Il messaggio che lancia il governo, ribadito dalla controriforma della scuola superiore proposta dalla Gelmini in questi giorni, è: non bisogna per forza studiare nella vita per emanciparsi, in fondo si può sempre andare a lavorare, possibilmente senza troppe pretese riguardo ai propri diritti, grazie ad una percorso di “facilitazione” nell’inserimento del mondo del lavoro.

Svezzamento alla precarietà dalla tenera adolescenza insomma, tutti potremo sperimentare il “brivido” della catena di montaggio prima dei tempi, legalizzando nei fatti lo sfruttamento minorile!

Ma chi è che trae profitto da questo provvedimento legislativo? Ancora una volta i padroni! Per le aziende ci sarà tutto da guadagnare, il salario di un apprendista sarà inferiore a quello di un lavoratore ordinario, non dovranno versare nessun tipo di contributo e non dovranno nemmeno realmente preoccuparsi della formazione del giovane lavoratore, poiché sarà limitata a mansioni strettamente settoriali, praticamente l’ennesimo modo per procurarsi forza lavoro a buon mercato.

Oltretutto appare chiaro come le aziende non solo useranno questi giovani come manodopera particolarmente sfruttata, ma la useranno come arma di ricatto contro gli altri lavoratori: tutto questo in un momento in cui la disoccupazione continua ad aumentare!
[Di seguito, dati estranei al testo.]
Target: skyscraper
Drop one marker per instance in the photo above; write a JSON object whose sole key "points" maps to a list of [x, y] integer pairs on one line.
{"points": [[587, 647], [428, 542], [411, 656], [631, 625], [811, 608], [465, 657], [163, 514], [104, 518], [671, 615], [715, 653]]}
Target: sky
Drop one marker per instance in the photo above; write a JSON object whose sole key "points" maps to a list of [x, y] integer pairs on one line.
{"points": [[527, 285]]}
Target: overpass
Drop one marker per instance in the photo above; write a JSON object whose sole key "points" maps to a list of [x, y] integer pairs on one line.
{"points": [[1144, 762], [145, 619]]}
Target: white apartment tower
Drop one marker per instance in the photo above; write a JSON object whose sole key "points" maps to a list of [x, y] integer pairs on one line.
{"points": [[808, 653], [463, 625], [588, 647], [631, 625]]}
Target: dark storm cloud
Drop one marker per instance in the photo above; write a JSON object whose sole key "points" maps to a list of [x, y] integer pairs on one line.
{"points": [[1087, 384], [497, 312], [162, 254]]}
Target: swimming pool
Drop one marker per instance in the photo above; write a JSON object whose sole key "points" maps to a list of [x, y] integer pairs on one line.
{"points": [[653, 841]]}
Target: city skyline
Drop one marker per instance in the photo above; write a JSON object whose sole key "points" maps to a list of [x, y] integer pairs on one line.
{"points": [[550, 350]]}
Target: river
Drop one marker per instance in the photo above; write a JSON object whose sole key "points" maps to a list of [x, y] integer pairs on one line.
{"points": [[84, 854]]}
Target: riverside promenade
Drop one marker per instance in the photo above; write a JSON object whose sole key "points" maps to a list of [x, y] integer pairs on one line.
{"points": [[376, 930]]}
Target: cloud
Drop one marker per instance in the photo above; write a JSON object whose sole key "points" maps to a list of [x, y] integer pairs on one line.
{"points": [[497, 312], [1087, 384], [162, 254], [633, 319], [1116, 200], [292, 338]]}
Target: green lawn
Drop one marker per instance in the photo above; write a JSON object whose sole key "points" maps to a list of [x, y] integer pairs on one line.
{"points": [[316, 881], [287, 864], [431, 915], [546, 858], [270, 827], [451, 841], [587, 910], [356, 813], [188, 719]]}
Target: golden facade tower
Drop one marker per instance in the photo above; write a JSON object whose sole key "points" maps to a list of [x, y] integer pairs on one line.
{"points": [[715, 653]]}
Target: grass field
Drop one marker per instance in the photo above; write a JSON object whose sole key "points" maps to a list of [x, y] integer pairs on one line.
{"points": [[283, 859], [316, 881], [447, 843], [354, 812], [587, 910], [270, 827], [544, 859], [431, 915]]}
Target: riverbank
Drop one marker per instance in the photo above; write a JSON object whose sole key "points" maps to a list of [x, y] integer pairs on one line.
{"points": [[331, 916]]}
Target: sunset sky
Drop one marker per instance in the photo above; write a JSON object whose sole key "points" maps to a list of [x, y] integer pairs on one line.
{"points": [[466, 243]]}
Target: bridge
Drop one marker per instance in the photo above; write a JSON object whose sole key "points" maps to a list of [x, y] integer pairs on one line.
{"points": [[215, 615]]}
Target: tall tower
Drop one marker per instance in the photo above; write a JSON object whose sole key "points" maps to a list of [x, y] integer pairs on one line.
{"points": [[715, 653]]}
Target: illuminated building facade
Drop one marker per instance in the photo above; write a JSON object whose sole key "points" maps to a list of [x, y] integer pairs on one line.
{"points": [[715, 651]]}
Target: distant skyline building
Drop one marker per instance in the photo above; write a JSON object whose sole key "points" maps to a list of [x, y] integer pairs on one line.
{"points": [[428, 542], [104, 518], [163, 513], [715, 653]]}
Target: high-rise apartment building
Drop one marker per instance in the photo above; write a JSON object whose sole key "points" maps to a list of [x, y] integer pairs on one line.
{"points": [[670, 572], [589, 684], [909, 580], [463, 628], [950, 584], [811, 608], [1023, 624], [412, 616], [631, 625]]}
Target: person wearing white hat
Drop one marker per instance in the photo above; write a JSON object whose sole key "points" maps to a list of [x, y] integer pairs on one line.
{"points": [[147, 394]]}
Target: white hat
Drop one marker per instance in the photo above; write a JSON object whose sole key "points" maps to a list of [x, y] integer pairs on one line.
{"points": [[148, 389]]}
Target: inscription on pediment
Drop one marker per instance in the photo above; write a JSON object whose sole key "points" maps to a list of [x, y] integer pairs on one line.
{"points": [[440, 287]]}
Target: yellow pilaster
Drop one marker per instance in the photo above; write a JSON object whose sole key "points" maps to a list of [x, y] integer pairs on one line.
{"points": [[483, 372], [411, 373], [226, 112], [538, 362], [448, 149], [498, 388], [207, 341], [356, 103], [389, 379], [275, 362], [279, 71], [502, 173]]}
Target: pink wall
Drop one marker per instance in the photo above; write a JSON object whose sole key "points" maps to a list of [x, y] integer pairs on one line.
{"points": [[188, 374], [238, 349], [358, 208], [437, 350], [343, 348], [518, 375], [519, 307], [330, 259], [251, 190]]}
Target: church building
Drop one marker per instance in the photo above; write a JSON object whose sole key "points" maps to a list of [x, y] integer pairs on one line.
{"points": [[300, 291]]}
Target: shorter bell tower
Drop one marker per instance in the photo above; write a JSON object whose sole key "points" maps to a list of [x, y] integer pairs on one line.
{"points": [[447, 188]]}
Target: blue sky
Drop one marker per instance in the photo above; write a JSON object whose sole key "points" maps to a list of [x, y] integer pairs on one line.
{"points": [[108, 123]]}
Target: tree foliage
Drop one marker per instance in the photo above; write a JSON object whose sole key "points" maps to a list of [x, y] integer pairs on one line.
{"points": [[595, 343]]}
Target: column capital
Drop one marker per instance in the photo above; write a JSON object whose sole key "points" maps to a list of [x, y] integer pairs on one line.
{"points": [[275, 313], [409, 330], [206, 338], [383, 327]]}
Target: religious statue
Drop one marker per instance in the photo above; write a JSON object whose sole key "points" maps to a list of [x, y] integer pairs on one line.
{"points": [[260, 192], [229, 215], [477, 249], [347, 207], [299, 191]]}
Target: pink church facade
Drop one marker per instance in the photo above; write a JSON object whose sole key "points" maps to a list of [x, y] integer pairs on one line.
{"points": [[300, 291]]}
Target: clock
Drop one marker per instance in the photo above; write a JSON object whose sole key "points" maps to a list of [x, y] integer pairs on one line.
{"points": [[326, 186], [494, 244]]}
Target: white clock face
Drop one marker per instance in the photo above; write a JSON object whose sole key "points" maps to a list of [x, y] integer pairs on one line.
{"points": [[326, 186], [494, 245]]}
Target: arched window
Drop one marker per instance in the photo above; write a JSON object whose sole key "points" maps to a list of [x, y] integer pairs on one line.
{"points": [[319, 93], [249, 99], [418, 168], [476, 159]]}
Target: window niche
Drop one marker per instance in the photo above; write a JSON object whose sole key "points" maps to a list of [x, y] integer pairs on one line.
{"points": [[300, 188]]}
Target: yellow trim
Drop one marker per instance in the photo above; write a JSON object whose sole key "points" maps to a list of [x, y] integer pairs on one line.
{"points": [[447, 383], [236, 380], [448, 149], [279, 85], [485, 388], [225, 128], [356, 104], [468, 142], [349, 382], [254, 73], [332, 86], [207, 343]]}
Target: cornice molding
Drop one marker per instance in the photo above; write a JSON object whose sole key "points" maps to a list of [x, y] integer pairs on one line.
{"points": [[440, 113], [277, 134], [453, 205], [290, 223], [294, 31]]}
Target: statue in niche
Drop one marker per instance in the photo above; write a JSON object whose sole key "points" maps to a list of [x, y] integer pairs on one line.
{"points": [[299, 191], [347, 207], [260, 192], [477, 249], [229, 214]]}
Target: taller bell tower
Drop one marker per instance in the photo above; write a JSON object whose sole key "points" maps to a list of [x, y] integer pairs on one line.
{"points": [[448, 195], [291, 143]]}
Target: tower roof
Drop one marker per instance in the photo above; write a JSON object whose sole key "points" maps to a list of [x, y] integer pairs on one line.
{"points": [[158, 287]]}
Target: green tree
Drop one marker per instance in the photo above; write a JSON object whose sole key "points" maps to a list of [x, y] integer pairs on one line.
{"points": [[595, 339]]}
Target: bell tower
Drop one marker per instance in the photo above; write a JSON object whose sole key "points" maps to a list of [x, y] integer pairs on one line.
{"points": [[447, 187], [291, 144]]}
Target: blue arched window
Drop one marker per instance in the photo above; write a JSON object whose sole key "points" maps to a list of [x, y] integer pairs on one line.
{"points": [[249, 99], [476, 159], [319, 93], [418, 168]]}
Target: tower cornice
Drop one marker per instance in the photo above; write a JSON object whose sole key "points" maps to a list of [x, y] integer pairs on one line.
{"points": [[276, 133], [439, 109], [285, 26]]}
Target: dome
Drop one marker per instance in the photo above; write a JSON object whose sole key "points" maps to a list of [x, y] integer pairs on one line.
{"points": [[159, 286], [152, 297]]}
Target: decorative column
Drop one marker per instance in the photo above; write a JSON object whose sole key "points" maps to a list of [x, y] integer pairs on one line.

Del resto c’è da dire che prima la situazione non era rosea perché il governo non fa altro che riprendere una vecchia strada cominciata dalla controriforma Moratti con il decreto sull’alternanza scuola-lavoro: un tipo di didattica alternativa alla lezione classica, che si svolge mediante stage lavorativi.

Oggi come ieri non si fa il benché minimo riferimento alla tutela dei diritti degli studenti che fanno apprendistato: si parla di rapporto con le organizzazioni legate all’azienda e quindi al padrone, ma non sono neanche lontanamente menzionate rappresentanze sindacali e studentesche.

Questa situazione non è mai realisticamente cambiata nemmeno durante l’ultimo governo di centrosinistra, nonostante l’innalzamento dell’obbligo scolastico a 16 anni (che poi sarebbe l’età minima per cominciare a lavorare secondo la legge).

Contro la legalizzazione del lavoro minorile e la difesa del diritto allo studio rivendichiamo: l’estensione dell’obbligo scolastico fino al diciottesimo anno di età, borse di studio garantite per tutte le famiglie degli studenti sotto il reddito medio che ne fanno richiesta, abolizione di ogni forma di discriminazione tra percorsi di studio di serie “A” e di serie “B”, lottiamo per una formazione unificata dalle elementari alle superiori, pluridisciplinare per tutti, corsi di formazione professionale solo dopo il diploma, gratuiti e gestiti dallo stato, con il riconoscimento di tutti i diritti sindacali, abolizione del precariato per un posto di lavoro degno alla fine degli studi, applicazione del turn-over, per ogni lavoratore che va in pensione ne va assunto uno giovane.

Lottare in difesa della scuola pubblica non può prescindere da una lotta più complessiva in difesa dei posti di lavoro e contro la precarietà. Per questo l’unità tra studenti e lavoratori è fondamentale nella lotta contro il governo Berlusconi, per uscire a sinistra dalla crisi e farla pagare, una volta per tutte ai suoi veri responsabili, a chi continua ad arricchirsi sulla pelle dei giovani, dei migranti e degli operai: i padroni!